Zweifel an solcher Loyalität kamen auf, als russische Staatsmedien im Januar 2016 vermeldeten, ein Mädchen mit russischen Wurzeln namens Lisa sei vergewaltigt worden. Daraufhin gingen etwa 10.000 Aussiedler in Berlin auf die Straße. Wie in vielen anderen Städten demonstrierten sie – obwohl deutsche Behörden die Meldung als das entlarvten, was sie war: Fake News. Gleichwohl stand nun die bis dahin eher unauffällige Gruppe der Russlanddeutschen im Mittelpunkt des öffentlichen Interesses. Vom „langen Arm des Kreml“ und „der fünften Kolonne Putins“ war zu lesen.
Der Wissenschaftler Wilfried Jilge schüttelt über solche Schlagzeilen nur den Kopf. Der Osteuropa-Experte der Deutschen Gesellschaft für Auswärtige Politik macht deutlich: 10.000 Demonstranten seien bei 3,2 Millionen Russlanddeutschen nur eine Randgruppe. Jilge erklärt, dass es bei „Lisa“ Indizien auf moskautreue Gruppen gegeben habe. Zu einem großen Teil seien aber die russischen Staatsmedien verantwortlich, weil sie gezielt Falschmeldungen verbreitet haben. Das seien keine freien Medien, sondern die einer Autokratie, wie Jilge Putins System nennt. Zwar gebe es auch noch wenige unabhängige Medien. Die Staatssender hätten aber nur ein Ziel: Anhand der Flüchtlingskrise zu zeigen, wie chaotisch und dekadent der Westen sei. Bei „Lisa“ sei die Strategie des Kreml teilweise aufgegangen, sagt Jilge. „Und die Russlanddeutschen erschienen der Öffentlichkeit wie eine fünfte Kolonne Putins.“
Putin wird in russischen Medien männlich und fromm dargestellt
Den Präsidenten stellen die russischen Medien als männlich und fromm dar, erklärt Jilge. „Er wird mit nacktem Oberkörper beim Bärenjagen oder als christlich-orthodoxer Kirchgänger gezeigt.“ Putin bediene die konservativen Wertevorstellungen einiger Menschen und stehe in deren Sicht für ein geordnetes Russland. Das müsse aber nicht bedeuten, dass die Mehrheit der Russlanddeutschen die Person Putin toll finden, ihn gar wählen würden und sich kritiklos mit Russlands Politik identifizieren, sagt der Osteuropa-Experte. Nicht wenige hätten Traumatisches in der Sowjetunion erlebt, so der Experte. „Diese Menschen sehen sich ganz selbstverständlich als Deutsche, pflegen Traditionen.“ Nur weil sie oft russisch sprächen, sagt Jilge, fühlten sie sich nicht automatisch Russland zugehörig – etwas, das viele Deutsche ohne Migrationshintergrund schwer nachvollziehen könnten.

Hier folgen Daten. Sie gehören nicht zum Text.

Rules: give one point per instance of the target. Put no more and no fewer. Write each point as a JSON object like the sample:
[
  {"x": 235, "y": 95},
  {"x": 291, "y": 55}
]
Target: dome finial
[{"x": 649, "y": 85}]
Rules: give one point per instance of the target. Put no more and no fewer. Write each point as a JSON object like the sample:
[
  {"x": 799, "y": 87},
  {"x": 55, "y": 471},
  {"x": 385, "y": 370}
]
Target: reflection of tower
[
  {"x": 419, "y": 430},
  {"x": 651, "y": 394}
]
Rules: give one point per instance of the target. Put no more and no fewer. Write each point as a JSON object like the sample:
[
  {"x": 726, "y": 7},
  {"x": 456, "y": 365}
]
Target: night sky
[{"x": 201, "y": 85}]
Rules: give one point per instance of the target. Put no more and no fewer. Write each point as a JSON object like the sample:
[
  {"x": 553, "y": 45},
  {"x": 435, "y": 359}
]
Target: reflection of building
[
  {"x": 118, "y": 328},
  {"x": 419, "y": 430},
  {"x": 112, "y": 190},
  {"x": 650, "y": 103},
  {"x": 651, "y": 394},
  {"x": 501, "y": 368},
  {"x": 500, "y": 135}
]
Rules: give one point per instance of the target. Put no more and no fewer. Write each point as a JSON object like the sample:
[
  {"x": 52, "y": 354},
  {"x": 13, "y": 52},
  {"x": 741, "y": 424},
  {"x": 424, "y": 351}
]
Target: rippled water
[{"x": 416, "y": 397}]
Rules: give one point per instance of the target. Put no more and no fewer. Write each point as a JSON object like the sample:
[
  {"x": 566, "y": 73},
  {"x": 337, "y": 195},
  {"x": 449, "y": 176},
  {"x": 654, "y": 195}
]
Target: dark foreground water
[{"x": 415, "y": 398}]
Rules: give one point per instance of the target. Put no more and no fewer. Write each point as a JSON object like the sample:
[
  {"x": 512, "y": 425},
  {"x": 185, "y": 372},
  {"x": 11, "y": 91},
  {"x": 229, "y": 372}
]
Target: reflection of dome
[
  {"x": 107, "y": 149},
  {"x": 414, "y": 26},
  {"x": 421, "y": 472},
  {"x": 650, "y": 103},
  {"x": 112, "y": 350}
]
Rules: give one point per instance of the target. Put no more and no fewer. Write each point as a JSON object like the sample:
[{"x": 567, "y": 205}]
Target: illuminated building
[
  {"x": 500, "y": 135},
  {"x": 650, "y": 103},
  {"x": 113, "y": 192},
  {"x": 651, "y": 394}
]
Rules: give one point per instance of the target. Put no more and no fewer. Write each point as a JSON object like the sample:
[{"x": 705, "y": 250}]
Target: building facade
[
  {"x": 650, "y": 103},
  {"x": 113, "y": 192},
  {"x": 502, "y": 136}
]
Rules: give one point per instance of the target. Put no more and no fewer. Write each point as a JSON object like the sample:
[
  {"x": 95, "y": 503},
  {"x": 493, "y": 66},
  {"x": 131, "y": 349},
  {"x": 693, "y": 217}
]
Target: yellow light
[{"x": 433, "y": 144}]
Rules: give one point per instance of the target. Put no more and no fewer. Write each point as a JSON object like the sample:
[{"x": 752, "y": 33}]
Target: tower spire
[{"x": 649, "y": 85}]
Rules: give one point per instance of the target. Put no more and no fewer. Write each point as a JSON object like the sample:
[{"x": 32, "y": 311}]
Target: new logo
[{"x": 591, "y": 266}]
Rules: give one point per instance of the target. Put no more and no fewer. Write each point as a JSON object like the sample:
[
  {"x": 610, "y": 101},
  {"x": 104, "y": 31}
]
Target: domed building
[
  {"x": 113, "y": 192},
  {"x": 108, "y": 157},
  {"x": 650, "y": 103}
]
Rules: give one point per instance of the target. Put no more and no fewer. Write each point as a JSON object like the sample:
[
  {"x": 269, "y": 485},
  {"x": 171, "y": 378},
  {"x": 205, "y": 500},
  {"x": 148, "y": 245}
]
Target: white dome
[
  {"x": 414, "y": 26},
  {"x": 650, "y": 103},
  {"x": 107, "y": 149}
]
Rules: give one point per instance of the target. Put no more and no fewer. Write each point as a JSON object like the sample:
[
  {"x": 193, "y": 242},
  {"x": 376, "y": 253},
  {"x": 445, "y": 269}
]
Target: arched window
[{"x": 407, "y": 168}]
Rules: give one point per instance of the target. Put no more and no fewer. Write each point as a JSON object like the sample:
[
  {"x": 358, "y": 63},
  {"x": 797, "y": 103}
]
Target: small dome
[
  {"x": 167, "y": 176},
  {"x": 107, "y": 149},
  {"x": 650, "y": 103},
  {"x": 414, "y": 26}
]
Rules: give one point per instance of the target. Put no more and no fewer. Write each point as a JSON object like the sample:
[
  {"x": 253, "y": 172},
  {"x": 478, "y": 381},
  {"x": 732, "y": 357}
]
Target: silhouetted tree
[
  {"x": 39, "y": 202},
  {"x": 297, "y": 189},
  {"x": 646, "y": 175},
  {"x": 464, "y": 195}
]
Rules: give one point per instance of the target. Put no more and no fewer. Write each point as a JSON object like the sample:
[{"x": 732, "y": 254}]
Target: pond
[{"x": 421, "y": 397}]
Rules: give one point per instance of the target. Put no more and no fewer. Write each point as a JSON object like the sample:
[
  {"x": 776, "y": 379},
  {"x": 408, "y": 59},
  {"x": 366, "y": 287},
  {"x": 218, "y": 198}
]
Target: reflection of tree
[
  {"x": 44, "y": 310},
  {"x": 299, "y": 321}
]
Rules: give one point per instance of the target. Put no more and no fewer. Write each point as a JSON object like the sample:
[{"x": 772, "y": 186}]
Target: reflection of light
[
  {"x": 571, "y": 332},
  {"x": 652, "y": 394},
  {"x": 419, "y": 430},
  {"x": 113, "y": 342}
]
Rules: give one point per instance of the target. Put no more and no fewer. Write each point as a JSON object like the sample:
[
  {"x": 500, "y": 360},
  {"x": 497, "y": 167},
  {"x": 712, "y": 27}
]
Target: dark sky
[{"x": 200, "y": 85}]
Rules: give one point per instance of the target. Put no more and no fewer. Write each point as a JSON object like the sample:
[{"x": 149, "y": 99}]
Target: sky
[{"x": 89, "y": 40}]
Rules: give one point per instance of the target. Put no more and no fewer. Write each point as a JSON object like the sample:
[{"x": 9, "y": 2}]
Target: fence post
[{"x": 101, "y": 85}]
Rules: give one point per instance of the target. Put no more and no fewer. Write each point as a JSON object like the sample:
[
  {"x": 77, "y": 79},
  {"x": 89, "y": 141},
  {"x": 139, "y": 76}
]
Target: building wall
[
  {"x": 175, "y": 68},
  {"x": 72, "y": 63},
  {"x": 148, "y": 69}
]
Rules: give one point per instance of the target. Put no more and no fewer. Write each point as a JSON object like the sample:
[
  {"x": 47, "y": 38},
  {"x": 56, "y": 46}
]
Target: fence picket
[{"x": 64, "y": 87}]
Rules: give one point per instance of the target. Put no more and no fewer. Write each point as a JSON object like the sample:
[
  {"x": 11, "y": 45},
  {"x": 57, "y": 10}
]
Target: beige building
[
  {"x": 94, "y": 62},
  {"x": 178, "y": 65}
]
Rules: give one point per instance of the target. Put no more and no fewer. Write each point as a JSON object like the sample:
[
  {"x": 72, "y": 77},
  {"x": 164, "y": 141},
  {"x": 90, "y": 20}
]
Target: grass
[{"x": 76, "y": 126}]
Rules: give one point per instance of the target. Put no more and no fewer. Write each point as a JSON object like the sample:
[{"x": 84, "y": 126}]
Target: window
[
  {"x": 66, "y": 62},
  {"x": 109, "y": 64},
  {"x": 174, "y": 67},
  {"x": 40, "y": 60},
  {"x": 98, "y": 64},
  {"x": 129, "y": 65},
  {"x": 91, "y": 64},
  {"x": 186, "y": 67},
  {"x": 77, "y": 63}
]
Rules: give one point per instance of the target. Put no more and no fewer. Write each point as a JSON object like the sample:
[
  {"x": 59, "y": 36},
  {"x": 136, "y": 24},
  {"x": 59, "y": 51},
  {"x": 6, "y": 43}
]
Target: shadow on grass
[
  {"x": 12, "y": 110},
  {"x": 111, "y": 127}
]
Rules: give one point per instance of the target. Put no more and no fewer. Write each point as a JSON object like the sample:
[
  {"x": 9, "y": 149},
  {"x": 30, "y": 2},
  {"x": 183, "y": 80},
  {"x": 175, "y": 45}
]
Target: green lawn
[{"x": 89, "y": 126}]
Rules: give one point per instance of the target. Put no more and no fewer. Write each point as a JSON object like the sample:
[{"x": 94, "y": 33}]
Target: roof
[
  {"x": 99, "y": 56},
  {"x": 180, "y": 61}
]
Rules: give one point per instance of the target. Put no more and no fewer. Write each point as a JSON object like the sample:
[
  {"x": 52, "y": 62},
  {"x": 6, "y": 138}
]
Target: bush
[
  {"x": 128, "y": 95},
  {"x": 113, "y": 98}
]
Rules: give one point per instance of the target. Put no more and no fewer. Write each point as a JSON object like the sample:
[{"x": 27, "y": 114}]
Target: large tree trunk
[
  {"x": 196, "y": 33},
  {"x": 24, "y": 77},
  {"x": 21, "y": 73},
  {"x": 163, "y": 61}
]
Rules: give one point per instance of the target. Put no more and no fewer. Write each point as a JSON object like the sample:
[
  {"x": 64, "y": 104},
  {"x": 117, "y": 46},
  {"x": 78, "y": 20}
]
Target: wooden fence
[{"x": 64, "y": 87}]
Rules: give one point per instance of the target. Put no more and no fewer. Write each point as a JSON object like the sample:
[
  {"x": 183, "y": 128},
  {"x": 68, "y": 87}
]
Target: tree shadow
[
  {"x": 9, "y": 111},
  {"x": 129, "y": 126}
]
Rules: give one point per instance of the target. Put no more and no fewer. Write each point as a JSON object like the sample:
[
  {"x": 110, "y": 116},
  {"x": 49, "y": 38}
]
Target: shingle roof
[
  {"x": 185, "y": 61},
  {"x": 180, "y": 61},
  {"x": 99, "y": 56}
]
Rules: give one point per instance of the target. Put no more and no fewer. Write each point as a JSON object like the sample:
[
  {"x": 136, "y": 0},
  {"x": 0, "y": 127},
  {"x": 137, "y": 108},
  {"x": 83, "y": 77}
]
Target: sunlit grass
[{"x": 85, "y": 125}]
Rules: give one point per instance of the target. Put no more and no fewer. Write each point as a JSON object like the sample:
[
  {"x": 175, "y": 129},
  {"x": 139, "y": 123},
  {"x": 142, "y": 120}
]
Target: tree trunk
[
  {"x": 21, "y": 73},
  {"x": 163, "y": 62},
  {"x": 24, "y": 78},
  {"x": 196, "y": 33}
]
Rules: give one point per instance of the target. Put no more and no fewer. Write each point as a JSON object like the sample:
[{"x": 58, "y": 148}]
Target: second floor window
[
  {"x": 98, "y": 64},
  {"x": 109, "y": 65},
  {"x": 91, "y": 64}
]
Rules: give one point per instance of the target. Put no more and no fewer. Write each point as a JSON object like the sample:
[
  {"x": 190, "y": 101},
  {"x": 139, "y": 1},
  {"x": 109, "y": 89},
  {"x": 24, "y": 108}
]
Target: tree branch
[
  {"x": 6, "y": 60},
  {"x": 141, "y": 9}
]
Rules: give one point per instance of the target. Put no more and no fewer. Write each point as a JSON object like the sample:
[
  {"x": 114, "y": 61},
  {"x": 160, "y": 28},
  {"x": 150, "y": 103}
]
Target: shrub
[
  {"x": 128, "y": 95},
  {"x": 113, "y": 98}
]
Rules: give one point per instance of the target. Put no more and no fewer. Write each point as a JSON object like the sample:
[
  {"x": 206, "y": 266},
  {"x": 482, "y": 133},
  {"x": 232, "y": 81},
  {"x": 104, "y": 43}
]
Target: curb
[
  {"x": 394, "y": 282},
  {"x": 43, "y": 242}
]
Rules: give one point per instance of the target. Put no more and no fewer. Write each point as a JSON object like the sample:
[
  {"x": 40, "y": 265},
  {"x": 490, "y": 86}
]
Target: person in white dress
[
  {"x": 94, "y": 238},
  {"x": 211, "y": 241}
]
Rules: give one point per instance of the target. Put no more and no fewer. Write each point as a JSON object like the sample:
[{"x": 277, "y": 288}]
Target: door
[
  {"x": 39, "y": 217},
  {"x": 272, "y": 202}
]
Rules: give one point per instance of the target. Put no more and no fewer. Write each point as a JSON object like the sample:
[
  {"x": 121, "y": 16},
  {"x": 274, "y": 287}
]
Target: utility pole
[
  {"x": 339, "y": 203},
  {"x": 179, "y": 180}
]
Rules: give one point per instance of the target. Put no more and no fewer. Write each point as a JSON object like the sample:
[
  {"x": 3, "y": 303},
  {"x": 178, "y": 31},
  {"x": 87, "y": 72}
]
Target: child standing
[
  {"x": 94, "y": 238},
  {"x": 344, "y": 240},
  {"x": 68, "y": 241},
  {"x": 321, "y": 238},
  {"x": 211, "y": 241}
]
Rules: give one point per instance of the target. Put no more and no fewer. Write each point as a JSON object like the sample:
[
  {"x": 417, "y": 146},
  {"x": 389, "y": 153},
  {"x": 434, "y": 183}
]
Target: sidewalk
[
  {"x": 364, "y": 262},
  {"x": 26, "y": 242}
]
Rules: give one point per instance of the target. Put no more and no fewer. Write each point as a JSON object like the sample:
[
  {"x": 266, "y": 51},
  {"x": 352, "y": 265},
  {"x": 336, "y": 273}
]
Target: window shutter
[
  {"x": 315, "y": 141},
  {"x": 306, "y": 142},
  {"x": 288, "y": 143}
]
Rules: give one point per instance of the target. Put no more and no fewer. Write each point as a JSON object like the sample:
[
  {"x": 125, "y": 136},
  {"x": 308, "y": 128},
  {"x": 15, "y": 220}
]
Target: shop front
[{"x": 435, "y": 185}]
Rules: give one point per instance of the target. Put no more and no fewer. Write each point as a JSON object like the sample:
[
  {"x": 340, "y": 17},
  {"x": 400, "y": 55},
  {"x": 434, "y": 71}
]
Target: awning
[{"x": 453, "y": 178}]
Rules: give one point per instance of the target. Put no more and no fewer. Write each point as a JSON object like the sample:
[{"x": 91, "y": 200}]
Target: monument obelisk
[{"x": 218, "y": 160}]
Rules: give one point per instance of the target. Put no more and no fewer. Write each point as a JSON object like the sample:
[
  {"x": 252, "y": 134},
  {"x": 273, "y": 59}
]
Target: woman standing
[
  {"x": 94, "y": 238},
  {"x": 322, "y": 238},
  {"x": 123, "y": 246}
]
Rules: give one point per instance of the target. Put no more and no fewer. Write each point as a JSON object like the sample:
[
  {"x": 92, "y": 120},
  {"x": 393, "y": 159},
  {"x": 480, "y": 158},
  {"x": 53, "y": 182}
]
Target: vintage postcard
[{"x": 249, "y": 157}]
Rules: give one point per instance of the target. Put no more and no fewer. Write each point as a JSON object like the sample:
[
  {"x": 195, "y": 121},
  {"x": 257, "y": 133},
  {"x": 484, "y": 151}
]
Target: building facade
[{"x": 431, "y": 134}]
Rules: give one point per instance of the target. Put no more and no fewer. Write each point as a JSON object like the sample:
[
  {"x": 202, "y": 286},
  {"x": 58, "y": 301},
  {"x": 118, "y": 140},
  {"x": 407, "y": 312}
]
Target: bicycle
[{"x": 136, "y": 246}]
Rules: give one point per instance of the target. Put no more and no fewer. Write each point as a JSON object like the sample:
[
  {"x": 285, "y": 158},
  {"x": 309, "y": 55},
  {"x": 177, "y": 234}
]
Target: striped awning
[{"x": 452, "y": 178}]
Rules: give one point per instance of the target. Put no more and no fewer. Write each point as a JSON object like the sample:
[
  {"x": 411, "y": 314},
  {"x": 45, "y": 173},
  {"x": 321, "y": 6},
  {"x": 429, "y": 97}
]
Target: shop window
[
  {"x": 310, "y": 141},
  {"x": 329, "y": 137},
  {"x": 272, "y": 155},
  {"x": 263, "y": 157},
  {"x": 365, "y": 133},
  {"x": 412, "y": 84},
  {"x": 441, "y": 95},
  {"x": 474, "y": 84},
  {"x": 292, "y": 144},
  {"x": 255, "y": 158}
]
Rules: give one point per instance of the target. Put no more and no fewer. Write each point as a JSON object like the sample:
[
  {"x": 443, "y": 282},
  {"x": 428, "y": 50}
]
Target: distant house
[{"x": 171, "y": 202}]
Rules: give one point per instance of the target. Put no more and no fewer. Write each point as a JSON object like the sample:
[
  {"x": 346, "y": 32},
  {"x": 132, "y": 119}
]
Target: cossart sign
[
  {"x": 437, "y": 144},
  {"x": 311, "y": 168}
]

Aber warum wenden sich so viele Russlanddeutsche bei den Wahlen der AfD zu? Jilge glaubt, dass sie ein Zeichen setzen wollten: „Seht her, ihr anderen Deutschen, wir sind doch auch Deutsche und wir fühlen uns vernachlässigt.“ Die Mehrheit habe kein Loyalitätsproblem.
In einer Umfrage fand Jannis Panagiotidis vom Institut für Migrationsforschung in Osnabrück heraus, dass in Deutschland 14 Prozent der Aussiedler angeben, die rechte Partei gewählt zu haben. Damit seien sie nicht weit über dem bundesweiten Durchschnitt, der bei der Umfrage bei zehn Prozent lag. Bei knapp 1,9 Millionen wahlberechtigten Menschen aus der ehemaligen Sowjetunion macht das 260.000 Wähler. Die Gruppe der Russlanddeutschen sei damit zu klein, um maßgeblich für den Aufstieg der AfD verantwortlich gemacht zu werden, sagt Panagiotidis.
Osteuropa-Experte: AfD als "Partei der Russlanddeutschen"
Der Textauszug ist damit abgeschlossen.